The US factory (Ritter-Sybron) was the world’s largest dental equipment factory in the 1960s. It was linked with the German Ritter factory. I was giving a course in Southern Japan when I received a call from the president of the Japanese company (Morita) to come to Kyoto to meet the president of the US Ritter and Vice president of Sybron company. Morita was excited because Morita was the Asia maker for Ritter equipment. Ritter had come to renew the contract with their newly designed equipment. Morita directors had decided to commit to my concept so Fukuo Morita wanted me to explain it with everything the company had made.

I proposed to meet the US president and vice president in Ritter’s hotel suite with a well designed simulated head, some instruments with tubes, a scissors and cardboard for 1 day. I first clarified one condition from asking to whom the president was most responsible. He answered ‘the stockholders’. I reminded him that he had significant impact in the field of health care therefore could he agree that patients were primary, health providers were secondary and the stockholders were tertiary in his priorities? He finally agreed. His agreement later ended With the simulated head, instruments, tubes and cardboard cutouts he simulated what he would want as a dentist and as a patient. At lunchtime the Ritter directors said they were convinced and wanted to meet Morita to reverse the contract from Ritter equipment to Morita equipment. It included a clause that I must work several weeks in the engineering department of the US factory and several weeks in their German factory. On arrival in the US factory the president told me that 80 dentists were coming that included American Dental Association directors, school deans etc. He wanted to see whether they could be convinced in the same way I convinced him. Their reports to him would determine further moves if any. The favorable reports excited the company but one problem kept returning in the directors’ meetings.  Their market depended on a worldwide dealers’ network who offered many varieties of dental equipment and instruments in their showrooms. Dental dealers felt their interest in survival was more important than better control of dentist fingers.

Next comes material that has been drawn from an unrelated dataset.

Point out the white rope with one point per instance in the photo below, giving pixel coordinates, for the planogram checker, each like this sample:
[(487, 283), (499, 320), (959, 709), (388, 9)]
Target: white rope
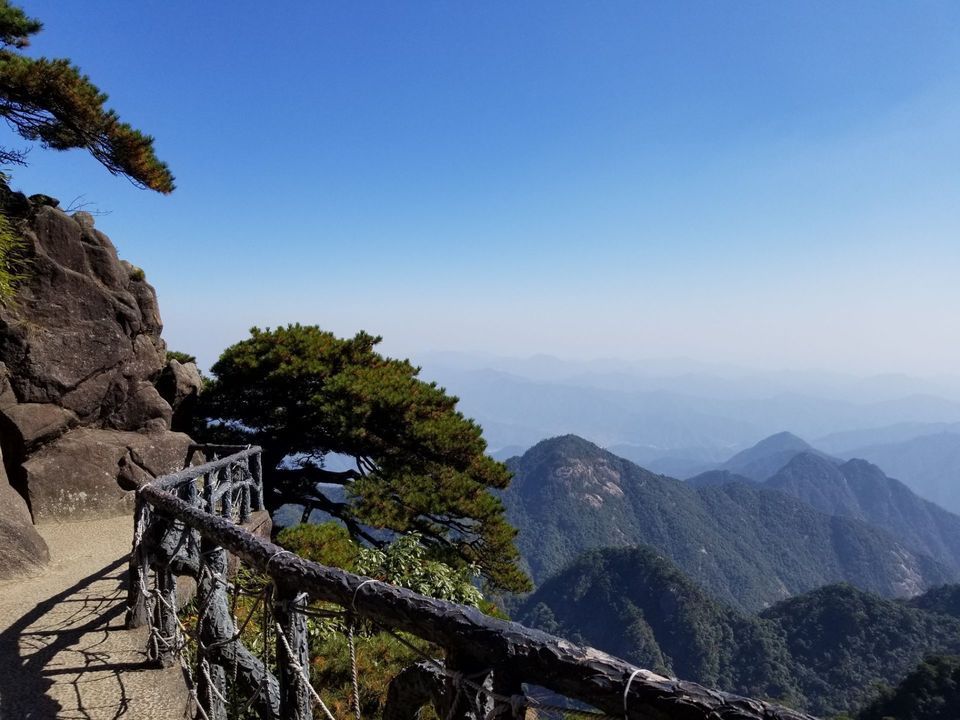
[(353, 602), (626, 692), (275, 556), (305, 679)]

My concept would decimate the need for such variety. Finally Ritterconcluded that the logic of my concept in the interest of end users outweighed the risk of dealer reactions. This conclusion ended in company bankruptcy when they offered the system components outside of dealer products. Many people lost their jobs including the many engineers and others I worked with in the US and German factories. This raises the question of jobs versus elimination of waste in random health care. During my early years a job would be more important than reliable and waste-free health care. This is a contradiction in the industrial age economy.

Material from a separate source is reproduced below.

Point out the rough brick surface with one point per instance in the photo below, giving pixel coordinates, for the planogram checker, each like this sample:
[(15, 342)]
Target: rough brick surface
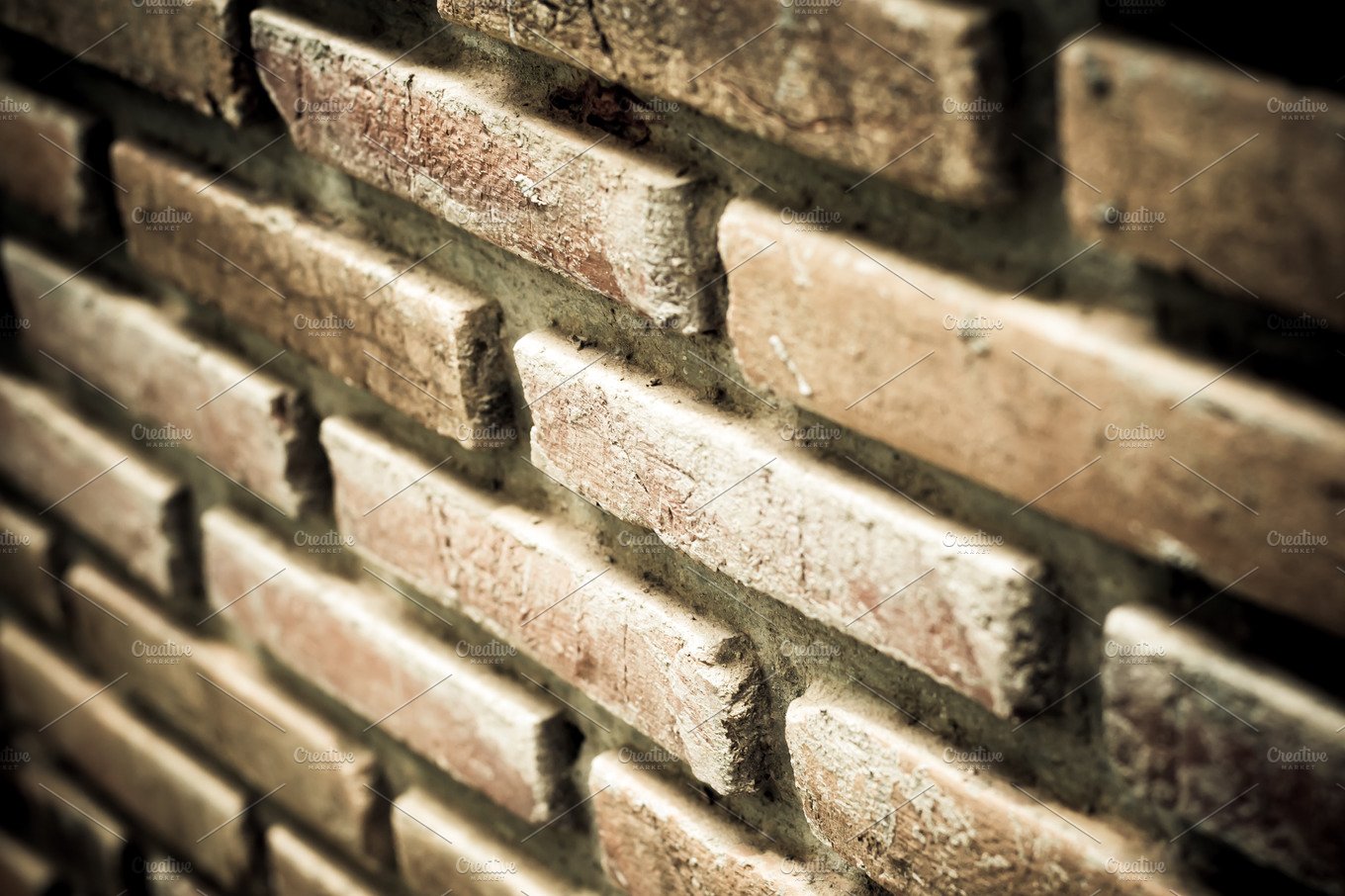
[(1146, 130), (482, 728), (1227, 465), (148, 42), (424, 344), (214, 695), (824, 542), (661, 840), (75, 473), (690, 683), (1244, 751), (439, 850), (893, 805), (246, 422), (48, 149), (151, 779), (854, 82), (468, 148)]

I got a taste of how a collaboration of companies can lead to worldwide recognition in fields such as dentistry. On the other hand company competitors can convert this into a notorious image. Rumors spread on why a  dentist from a rich country settled in a poor country.

In general top level decision makers in universities, engineering, and large health care facilities were warm to my ideas but many climbing company, academic or other ladders could not see a future on their ladder with adoption of my concepts. The top people with interest in their organization environment needed the ladder climbers which often led to frustration.

I spent the remaining 1960s with continuing education courses centered on treatment planning and demonstrating patient treatment set up in hotels throughout Japan that later evolved to 3-day courses. Hundreds -or thousands- of dentists watched me treat patients 8 hours a day with checks on accuracy of outcomes. One thing I had to prove was that patients did not drown when treated on flat surfaces. The confidence I built up at that time with a principle for precise finger control with precise views that covered the full range of all dental and surgical procedure prepared me to later deal with top administrators in worldwide schools, national standards organizations, professional groups and WHO.